あの加藤とあの課長
出社すると、老若男女、おまけに部署まで関係なく挨拶される。

もはや顔すら知らないような人にまで。



「おっはよー、陽萌、直人!」



後ろからの声に振り向けば、いつもと何ら変わらぬ彼の姿があった。



「おはよ、晋ちゃん!」

「はよ、晋三。」



晋ちゃんこと今泉 晋三(いまいずみ しんぞう)は、私たちの同期。これまた私の2つ上。
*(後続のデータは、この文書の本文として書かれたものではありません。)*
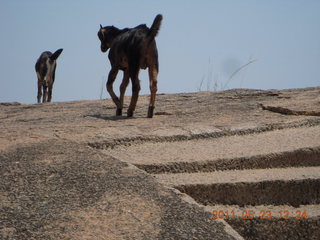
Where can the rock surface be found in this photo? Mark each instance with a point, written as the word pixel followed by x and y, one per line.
pixel 72 170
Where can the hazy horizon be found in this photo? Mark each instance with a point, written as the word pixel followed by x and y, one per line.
pixel 201 45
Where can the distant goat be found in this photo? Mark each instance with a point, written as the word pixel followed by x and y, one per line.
pixel 131 49
pixel 46 68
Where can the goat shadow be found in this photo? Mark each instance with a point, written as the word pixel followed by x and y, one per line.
pixel 111 118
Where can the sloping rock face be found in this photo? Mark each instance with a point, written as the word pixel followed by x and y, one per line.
pixel 236 164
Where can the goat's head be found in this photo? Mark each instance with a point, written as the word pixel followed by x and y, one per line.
pixel 106 36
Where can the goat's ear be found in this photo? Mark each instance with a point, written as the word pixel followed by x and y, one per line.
pixel 56 54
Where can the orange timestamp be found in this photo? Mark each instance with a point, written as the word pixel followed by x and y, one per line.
pixel 261 214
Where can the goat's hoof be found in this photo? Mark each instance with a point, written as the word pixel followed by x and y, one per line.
pixel 119 112
pixel 150 111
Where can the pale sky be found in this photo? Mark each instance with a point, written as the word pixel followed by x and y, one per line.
pixel 200 44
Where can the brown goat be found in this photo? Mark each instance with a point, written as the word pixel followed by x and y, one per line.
pixel 131 49
pixel 46 69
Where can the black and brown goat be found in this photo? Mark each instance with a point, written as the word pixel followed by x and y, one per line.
pixel 46 68
pixel 131 49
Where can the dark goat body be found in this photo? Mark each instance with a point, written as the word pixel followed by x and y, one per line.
pixel 46 68
pixel 131 49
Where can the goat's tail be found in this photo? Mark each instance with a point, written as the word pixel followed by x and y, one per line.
pixel 56 54
pixel 155 27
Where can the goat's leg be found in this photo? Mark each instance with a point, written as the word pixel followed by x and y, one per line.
pixel 45 93
pixel 153 73
pixel 49 92
pixel 135 91
pixel 39 89
pixel 123 87
pixel 112 76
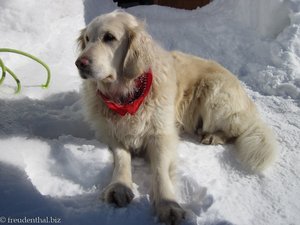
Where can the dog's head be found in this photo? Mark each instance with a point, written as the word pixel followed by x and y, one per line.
pixel 114 49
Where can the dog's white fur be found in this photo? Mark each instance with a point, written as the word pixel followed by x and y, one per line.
pixel 188 93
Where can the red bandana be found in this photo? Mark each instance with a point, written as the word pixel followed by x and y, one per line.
pixel 132 102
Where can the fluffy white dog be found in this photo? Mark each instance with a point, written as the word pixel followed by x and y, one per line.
pixel 138 96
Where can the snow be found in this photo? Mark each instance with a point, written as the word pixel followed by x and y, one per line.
pixel 51 165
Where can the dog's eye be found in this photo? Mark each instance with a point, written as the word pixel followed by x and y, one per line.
pixel 108 37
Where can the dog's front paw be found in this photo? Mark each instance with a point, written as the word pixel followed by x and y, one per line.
pixel 170 212
pixel 213 139
pixel 118 194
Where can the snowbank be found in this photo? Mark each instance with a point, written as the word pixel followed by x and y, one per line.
pixel 50 162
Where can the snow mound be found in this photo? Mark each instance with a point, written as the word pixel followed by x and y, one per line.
pixel 52 165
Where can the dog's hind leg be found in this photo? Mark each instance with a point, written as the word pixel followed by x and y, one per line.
pixel 119 191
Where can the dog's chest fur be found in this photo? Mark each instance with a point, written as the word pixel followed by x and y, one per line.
pixel 130 130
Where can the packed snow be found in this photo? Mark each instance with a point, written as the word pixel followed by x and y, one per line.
pixel 51 165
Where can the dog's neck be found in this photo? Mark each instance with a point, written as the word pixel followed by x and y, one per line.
pixel 132 100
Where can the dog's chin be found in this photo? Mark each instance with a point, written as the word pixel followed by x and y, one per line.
pixel 88 75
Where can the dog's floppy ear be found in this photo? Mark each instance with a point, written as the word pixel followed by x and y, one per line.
pixel 139 54
pixel 80 39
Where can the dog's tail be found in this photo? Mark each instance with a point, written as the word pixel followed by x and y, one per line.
pixel 257 147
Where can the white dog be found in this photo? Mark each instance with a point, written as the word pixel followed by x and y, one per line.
pixel 138 96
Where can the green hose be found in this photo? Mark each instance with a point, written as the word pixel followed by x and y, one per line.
pixel 6 69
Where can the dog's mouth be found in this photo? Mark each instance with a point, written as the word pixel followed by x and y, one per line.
pixel 131 102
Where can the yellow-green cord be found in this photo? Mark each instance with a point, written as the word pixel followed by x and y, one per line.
pixel 4 68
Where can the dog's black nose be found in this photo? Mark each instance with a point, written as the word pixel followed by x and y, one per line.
pixel 83 63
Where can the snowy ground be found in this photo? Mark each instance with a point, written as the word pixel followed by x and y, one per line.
pixel 52 166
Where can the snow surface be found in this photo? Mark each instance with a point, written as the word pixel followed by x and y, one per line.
pixel 52 165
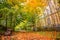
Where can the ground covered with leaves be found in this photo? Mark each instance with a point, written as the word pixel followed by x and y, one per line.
pixel 28 36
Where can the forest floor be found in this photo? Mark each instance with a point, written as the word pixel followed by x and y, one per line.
pixel 30 36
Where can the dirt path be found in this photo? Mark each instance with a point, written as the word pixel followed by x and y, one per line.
pixel 26 36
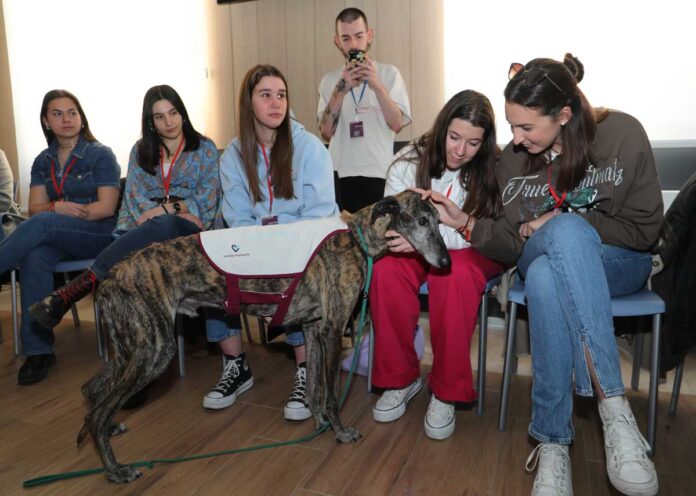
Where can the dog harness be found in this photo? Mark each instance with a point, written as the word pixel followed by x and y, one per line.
pixel 266 252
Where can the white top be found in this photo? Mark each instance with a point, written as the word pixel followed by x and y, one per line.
pixel 402 175
pixel 370 154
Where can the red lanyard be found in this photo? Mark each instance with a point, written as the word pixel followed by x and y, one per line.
pixel 554 193
pixel 59 188
pixel 166 181
pixel 268 178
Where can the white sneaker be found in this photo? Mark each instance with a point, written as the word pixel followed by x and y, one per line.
pixel 554 476
pixel 628 466
pixel 392 404
pixel 439 421
pixel 296 407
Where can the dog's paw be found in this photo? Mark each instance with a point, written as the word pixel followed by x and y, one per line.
pixel 117 429
pixel 348 435
pixel 123 473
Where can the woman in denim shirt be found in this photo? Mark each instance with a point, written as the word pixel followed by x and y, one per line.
pixel 72 200
pixel 172 190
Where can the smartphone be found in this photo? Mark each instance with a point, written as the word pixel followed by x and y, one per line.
pixel 356 56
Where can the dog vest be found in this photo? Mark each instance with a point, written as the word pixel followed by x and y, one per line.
pixel 266 252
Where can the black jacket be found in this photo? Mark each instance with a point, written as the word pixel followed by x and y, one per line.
pixel 676 283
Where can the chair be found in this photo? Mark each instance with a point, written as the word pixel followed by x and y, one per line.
pixel 641 303
pixel 64 267
pixel 483 338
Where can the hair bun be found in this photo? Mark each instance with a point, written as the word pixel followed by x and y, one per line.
pixel 574 66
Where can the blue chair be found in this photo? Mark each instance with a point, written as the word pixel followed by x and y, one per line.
pixel 641 303
pixel 483 340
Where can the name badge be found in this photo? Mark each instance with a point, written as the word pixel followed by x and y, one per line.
pixel 356 129
pixel 269 220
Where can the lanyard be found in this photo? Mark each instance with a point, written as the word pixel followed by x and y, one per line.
pixel 166 181
pixel 268 179
pixel 59 188
pixel 362 94
pixel 554 193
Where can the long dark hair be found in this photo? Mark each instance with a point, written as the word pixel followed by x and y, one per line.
pixel 149 145
pixel 478 176
pixel 48 98
pixel 281 153
pixel 557 88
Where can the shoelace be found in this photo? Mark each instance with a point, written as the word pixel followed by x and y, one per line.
pixel 72 290
pixel 230 373
pixel 623 436
pixel 299 392
pixel 549 474
pixel 439 408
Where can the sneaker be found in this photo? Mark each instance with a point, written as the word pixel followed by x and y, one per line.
pixel 439 421
pixel 628 466
pixel 392 404
pixel 554 476
pixel 296 407
pixel 236 379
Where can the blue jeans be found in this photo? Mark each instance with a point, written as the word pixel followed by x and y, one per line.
pixel 570 277
pixel 37 245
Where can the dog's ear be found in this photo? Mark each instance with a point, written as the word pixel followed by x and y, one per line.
pixel 386 206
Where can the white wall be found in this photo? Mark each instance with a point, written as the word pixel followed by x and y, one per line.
pixel 638 55
pixel 108 54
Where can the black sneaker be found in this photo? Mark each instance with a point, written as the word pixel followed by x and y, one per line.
pixel 296 407
pixel 236 379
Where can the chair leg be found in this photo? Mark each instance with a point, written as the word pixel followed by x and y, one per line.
pixel 507 368
pixel 678 374
pixel 179 329
pixel 245 321
pixel 654 383
pixel 370 361
pixel 73 309
pixel 637 359
pixel 15 317
pixel 483 337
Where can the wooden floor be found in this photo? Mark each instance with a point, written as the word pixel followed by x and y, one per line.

人懐っこい笑顔の彼は、女性社員から密かな人気を集めている。


3人でエレベーターに乗り込むと、私たちは3階、直人は6階を押した。



「じゃあね、直人。」

「また昼予定が合ったらねー!」



目的の階で降りて、閉まるドアに向かって私と晋ちゃんが言うと、中の直人は「あぁ」とだけ言った。


私と晋ちゃんは営業部、直人は商品企画部に所属している。

研修期間に知り合った私たちは予定が合えば一緒に昼食を摂っていた。



「さてと、行きますか!」



閉じたエレベーターのドアをボーッと眺めていた私を晋ちゃんが促した。

晋ちゃんと2人してオフィスのドアを潜ると、またも挨拶が飛び交う。


それに笑顔で応えて自分のデスクへと向かった。